One further consequence of a shift back to contextual targeting could see the creation of more walled gardens, as the power is put in the hands of media owners with first-party relationships.

“With ‘Sign In with Apple’, publishers will lose their ability to data sync across the programmatic ecosystem,” Pavanetto said. “Consequently the value of their data will reside in their own system, resulting in more walled gardens.”

Suriya suggested media owners should look to capitalise on this opportunity.

“This step towards tighter privacy should not be seen as negative; instead it should encourage organisations to shift their focus to building their own data foundation,” Suriya said.

Emphasis back on quality creative

Additionally, as users become better educated on data-privacy issues and demand more control over how their data is used, the expectation of quality will rise.

“User experience is going to be a key driver in how the industry approaches ad placements on sites, where consumers who agree to exchange privacy for ad exposure are going to look for quality ads relevant to them,” said Dewar.

“I predict a rise of collaborations between publishers and agencies to make more meaningful ads that align with the content users are accessing.”

Pavanetto added that for too long advertisers have "gone down the warren hole of cookies and targeting" at the expense of strong creative, which has the biggest impact on advertising effectiveness.

“This will inevitably change as privacy becomes ever more important, and it is those companies that combine creativity with technology that will win,” he said.
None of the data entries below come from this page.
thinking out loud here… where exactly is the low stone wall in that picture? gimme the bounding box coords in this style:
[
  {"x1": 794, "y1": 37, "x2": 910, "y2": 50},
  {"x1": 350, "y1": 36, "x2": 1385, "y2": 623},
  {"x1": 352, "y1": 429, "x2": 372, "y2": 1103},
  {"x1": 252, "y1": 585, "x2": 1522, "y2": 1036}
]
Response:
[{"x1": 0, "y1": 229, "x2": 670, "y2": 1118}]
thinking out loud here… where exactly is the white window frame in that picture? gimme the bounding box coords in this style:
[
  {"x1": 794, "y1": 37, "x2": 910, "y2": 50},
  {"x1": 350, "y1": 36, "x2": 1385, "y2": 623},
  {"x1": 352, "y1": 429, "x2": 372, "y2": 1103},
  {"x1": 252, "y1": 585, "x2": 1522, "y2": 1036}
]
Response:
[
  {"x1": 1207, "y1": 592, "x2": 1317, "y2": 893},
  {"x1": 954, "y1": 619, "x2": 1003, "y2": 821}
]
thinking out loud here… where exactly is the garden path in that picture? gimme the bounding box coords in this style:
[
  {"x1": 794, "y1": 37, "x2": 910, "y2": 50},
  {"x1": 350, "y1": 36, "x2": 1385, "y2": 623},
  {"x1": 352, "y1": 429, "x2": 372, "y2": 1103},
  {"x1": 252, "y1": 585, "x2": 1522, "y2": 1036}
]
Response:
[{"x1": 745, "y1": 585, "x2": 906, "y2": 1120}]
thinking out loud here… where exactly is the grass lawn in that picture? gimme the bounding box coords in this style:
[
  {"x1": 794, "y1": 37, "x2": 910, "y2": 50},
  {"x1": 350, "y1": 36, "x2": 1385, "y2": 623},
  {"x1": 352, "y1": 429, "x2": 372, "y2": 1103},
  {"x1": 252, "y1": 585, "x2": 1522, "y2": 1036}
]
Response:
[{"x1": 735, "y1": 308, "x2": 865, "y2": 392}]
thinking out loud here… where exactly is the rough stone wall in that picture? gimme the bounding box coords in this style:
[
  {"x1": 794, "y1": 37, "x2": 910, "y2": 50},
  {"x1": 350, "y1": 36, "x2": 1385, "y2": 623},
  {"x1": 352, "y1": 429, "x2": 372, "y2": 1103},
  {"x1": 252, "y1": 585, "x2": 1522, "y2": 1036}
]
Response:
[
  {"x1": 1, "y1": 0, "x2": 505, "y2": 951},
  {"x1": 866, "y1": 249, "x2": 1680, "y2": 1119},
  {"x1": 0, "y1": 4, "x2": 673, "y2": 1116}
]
Interestingly, this might mean advertisers looking beyond the social channels "which have gobbled up so much of the mobile ad pot in recent years, but where creativity and innovation in advertising are limited", he added.

As mobile grows, fallout increases

As the second biggest smartphone manufacturer globally, any tracking-related update Apple makes to its services has significant implications on the advertising industry.

While Apple’s iPhone sales fell 17% in the first three months of the year, it still captures 23% of the mobile market globally, second only to Samsung (31%), according to StatCounter’s May statistics.

“Apple still represents a significant market share on mobile, so it would be difficult to ignore them due to tracking limitations,” said Dewar.

This is especially true in Asia, where smartphone penetration is rapidly on the rise. Of the 710 million people expected to subscribe to mobile services for the first time over the next seven years, half will come from the Asia-Pacific region, according to the GSMA 2019 Mobile Economy report.

Furthermore, the bulk of digital advertising growth is predicted to come from ad impressions and clicks on mobile devices this year.

Globally, mobile ad sales are predicted to grow by 24% this year to account for 68% of total digital advertising, while desktop-based ad revenues will shrink by 3% due to declining usage and ad blocking, according to the latest Magna global advertising forecast.

In Asia-Pacific, mobile ad spend is predicted to grow by 26% in 2019, compared to 5% loss for desktop spend.